With the economic environment much more complicated that 20 years ago, many banks and thrifts have turned to wholesale markets to help offset the volatility that has been inherent in retail activities.
By diversifying in both the wholesale and retail arenas, financial institutions can improve their services to customers, enhance profitability, and maintain balance sheet stability.
Lending institutions have a basic challenge in working with retail customers. They offer borrowers the opportunity to prepay or refinance their loans, or both, yet they cannot revoke or "refinance" certificates of deposits, a major source of funding to support lending activity.
A Tough Sell
In the current low-interest-rate environment, it is difficult for banks to attract new CDs, though refinancing activity is rampant.
Should interest rates rise in the next several years, institutions that rely strictly on retail deposit funding may be forced to offer higher rates on short-term CDs, while they continue to accrue income at lower rates from their assets. This is the same combination that led to the thrift crisis of the early 1980s.
Regardless which direction interest rates move, however, wholesale banking can benefit financial institutions.
In fact, any diversification from a wholly retail strategy to a mix of retail and wholesale activities would be a more conservative approach to banking and place the bank in better control of its asset-liability mix.
Link to Capital Markets
Wholesale banking, by definition, involves raising and investing funds via the capital markets rather that raising and investing money on a retail level, as a community bank would normally do.
Superregional and money-center banks can issue debt in the capital markets to help fund their positions and manage the duration match (or mismatch) of their balance sheet.
While community bankers do not generally have access to the capital markets, they do have access to similar wholesale funding via membership in the Federal Home Loan Bank System.

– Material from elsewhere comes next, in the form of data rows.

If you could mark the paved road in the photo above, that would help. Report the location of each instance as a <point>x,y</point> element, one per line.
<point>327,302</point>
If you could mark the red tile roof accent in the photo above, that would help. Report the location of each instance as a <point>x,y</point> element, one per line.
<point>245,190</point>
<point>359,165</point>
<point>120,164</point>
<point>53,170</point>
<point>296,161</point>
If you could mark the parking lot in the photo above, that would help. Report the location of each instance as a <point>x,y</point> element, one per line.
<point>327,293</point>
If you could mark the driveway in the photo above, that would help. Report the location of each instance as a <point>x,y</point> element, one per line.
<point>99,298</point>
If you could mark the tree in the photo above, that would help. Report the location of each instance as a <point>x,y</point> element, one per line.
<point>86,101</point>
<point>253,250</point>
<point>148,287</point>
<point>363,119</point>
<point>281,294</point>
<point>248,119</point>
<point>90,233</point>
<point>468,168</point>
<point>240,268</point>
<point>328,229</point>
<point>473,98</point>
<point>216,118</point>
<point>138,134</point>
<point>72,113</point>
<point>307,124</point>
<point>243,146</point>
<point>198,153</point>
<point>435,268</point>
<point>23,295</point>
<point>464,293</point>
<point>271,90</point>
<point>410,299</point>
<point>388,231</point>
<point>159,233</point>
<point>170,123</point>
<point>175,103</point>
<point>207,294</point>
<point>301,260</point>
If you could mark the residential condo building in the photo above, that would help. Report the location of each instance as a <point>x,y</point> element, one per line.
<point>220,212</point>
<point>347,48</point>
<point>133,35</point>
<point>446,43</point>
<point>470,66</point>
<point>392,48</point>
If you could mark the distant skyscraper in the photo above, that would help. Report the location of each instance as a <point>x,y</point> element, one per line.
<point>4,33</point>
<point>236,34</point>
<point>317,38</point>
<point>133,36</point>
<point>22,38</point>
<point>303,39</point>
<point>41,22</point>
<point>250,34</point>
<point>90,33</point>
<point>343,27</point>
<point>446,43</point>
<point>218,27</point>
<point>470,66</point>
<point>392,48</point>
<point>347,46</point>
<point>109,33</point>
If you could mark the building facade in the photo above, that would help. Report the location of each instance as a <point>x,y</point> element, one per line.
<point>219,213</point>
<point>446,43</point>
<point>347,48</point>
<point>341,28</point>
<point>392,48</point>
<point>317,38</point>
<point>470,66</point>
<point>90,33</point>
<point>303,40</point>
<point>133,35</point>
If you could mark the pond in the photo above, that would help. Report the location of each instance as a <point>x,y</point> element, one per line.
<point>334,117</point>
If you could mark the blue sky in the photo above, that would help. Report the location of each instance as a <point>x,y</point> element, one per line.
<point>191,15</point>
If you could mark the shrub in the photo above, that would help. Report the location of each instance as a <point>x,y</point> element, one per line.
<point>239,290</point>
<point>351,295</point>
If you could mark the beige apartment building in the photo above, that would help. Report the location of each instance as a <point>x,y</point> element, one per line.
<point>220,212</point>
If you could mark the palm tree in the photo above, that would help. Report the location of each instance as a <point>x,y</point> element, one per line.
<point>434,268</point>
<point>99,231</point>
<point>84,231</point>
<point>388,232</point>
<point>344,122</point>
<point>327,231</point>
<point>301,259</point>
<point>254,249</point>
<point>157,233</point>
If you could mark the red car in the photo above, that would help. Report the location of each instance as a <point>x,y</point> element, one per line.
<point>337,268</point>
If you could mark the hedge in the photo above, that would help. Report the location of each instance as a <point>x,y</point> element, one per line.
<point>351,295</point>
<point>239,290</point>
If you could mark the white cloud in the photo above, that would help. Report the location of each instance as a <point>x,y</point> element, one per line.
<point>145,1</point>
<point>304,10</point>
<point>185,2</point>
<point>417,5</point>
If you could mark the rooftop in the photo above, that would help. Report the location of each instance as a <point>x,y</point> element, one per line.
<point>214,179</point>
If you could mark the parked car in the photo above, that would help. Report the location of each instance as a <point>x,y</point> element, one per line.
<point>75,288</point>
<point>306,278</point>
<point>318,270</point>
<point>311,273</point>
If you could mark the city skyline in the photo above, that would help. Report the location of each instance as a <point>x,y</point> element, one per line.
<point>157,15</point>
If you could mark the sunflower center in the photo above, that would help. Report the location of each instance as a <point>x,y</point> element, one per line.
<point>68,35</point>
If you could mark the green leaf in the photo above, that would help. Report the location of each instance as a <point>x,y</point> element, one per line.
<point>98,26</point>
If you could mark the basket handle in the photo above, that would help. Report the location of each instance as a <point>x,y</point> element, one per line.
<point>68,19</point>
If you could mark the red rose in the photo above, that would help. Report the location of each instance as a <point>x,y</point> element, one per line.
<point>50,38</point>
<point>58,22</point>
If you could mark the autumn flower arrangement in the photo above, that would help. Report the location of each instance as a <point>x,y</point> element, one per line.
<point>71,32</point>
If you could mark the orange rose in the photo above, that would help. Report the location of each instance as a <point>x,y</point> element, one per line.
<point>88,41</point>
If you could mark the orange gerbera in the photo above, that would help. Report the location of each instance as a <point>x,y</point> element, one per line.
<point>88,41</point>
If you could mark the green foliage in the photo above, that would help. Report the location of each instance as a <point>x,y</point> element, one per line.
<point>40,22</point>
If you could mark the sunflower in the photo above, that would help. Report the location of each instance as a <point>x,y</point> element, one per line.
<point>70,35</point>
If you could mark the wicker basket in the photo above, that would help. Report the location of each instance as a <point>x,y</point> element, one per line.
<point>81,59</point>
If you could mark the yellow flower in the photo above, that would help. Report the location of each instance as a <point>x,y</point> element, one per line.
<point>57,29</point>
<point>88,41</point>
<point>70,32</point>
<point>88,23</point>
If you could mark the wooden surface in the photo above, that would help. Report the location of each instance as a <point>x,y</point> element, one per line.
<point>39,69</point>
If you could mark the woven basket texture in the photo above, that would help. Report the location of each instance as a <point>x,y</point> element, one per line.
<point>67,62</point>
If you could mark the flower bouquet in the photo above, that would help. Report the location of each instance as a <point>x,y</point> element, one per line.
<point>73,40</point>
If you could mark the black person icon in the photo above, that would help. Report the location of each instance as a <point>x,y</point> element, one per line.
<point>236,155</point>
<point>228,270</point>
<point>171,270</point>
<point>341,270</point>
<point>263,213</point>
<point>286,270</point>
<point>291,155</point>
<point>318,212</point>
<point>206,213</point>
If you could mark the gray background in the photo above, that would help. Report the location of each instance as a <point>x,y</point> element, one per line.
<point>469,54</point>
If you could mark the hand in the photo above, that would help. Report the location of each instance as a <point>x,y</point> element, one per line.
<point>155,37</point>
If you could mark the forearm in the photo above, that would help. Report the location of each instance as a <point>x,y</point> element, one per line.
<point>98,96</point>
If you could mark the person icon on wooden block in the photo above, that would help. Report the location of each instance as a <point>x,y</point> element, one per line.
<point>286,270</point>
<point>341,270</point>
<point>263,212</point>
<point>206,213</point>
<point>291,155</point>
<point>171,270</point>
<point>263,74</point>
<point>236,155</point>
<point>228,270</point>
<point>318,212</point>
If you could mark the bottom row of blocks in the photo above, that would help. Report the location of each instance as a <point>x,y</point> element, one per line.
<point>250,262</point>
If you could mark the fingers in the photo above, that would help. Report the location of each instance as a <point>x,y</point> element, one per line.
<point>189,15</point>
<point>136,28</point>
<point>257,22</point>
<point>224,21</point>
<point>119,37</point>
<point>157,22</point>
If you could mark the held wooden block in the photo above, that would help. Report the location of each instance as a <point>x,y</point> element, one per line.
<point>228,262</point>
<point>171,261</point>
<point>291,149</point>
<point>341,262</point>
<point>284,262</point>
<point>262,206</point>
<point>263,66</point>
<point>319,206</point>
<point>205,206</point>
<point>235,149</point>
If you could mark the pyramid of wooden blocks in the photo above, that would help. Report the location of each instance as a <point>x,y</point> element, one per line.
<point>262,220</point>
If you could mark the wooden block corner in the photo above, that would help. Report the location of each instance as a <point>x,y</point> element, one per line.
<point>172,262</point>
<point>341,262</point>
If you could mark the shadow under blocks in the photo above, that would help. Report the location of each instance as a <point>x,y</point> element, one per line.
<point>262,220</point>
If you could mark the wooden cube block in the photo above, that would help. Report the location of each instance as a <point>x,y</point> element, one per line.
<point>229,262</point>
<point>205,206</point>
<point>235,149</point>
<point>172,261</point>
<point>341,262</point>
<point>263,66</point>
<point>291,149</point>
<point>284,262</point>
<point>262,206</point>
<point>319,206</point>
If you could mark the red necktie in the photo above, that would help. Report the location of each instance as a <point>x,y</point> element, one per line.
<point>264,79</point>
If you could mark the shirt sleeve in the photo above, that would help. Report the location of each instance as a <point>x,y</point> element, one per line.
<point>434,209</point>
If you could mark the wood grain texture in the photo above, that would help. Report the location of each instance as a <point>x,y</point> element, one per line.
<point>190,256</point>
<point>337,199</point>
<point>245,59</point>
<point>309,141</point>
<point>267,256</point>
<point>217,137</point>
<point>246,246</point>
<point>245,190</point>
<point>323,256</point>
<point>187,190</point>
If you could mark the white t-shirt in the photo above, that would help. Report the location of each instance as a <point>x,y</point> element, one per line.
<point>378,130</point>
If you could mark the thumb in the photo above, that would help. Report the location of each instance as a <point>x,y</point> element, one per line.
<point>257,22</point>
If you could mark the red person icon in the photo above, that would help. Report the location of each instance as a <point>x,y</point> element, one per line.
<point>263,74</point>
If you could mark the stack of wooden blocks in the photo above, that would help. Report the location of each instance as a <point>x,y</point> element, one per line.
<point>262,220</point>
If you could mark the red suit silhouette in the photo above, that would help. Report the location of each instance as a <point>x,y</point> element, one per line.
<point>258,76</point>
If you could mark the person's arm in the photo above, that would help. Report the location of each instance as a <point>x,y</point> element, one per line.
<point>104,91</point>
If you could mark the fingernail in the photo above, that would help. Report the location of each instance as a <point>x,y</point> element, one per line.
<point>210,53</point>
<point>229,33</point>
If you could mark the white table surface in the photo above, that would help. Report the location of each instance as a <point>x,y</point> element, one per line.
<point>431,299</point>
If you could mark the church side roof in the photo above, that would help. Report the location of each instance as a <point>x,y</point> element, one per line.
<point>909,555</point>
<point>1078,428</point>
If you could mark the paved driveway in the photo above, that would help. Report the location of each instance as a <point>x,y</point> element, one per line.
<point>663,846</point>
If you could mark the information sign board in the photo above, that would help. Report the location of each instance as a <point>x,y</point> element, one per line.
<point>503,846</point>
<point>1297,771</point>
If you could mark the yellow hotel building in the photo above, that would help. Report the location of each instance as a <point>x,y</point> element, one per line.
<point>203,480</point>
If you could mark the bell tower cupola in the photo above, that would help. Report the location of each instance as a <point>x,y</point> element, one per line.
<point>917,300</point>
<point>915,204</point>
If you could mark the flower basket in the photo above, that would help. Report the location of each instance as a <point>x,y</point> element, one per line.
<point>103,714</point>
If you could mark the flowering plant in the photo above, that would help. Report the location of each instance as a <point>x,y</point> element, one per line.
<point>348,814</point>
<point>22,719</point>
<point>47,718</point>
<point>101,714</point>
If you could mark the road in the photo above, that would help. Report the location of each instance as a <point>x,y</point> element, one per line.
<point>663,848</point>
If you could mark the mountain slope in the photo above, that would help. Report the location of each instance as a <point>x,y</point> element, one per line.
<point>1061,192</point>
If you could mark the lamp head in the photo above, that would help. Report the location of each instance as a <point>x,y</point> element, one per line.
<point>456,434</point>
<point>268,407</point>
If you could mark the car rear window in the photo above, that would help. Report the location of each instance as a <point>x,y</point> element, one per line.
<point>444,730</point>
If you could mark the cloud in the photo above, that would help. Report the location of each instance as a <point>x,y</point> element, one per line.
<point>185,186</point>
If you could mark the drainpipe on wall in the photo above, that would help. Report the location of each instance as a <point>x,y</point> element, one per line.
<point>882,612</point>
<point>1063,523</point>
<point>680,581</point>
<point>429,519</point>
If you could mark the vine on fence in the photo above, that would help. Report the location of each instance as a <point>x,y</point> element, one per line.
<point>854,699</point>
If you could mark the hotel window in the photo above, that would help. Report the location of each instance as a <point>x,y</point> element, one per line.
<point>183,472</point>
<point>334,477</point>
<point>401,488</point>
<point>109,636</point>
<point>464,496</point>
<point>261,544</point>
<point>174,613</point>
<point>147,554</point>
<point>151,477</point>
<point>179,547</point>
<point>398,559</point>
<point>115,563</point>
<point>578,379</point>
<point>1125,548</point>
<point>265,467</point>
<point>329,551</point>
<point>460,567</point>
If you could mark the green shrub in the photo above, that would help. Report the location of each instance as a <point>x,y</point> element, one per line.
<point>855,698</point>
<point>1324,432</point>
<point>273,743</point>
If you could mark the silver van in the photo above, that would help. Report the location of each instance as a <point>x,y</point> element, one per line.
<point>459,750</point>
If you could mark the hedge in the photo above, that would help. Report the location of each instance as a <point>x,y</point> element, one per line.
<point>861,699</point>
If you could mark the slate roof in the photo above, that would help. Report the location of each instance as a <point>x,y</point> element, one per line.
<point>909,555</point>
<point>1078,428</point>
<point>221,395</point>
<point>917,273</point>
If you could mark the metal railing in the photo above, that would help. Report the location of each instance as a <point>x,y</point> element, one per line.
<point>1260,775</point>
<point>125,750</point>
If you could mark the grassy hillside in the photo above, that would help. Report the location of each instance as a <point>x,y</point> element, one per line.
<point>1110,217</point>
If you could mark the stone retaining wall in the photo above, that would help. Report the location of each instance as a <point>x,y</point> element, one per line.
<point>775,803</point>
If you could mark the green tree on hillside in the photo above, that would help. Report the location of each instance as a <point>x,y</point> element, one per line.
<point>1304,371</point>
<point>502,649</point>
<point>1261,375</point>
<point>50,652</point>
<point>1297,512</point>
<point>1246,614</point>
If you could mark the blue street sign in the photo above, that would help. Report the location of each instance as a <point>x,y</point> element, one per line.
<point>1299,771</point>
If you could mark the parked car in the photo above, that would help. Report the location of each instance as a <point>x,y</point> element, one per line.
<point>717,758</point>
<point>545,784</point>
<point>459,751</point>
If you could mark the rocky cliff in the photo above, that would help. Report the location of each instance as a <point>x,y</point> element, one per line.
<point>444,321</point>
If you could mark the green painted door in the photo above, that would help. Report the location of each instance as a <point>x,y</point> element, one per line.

By using Home Loan bank borrowings, known as advances, community banks can lengthen the duration of liabilities. Those advances require no FDIC premium, and are offered at attractive spreads to the Treasury marker. Borrowing can be used to purchase securities with more predictable prepayment profiles than a retail loan might provide.
A Better Mix
Financial institutions do not necessarily need to keep the assets they produce. A better mix of assets may be available via the capital markets. Bankers can entertain both fixed-rate securities and fixed-rates loans with maturity ranges that, absent a matched-maturity funding, would never otherwise be considered.
Thus, by borrowing funds at a wholesale level to support loan growth or investments in capital markets assets, the bankers has largely insulated the balance sheet from the market risk problems posed by retail banking.
Needless to say, this wholesale approach is not intended to, not could it, replace the community nature of retail banking. The two concepts are not mutually exclusive; indeed, they support one another.
When loan demand is weak and/or deposit flows are flat (like-today), the availability of cost-effective funding and credit-risk-free assets (at a positive spread) provides great comfort to asset-liability managers.
When to Push Retail Side
Conversely, when loan demand is good and deposit flows are strong, the retail franchise can, and should, be pursued to its fullest.
Obviously, the value of a bank's franchise is a function, at least in part, of its local market penetration and its image in the community. To the extent that the banks serves its community with attractive loan products and competitive savings rates, its image in that community will be favorable.
The ability to offer these products, however, is determined by earnings, liquidity, and capital. These critical measurements can be greatly enhanced by the use of various wholesale-banking strategies as a supplement to local loan-deposit activity.
In order to be able to continue funding families and businesses, as it has done successfully for 60 years, institutions will need to maintain operating flexibility in an ever-changing economic environment. Wholesale banking will help them operate more profitably, and better serve their customers, in the years ahead.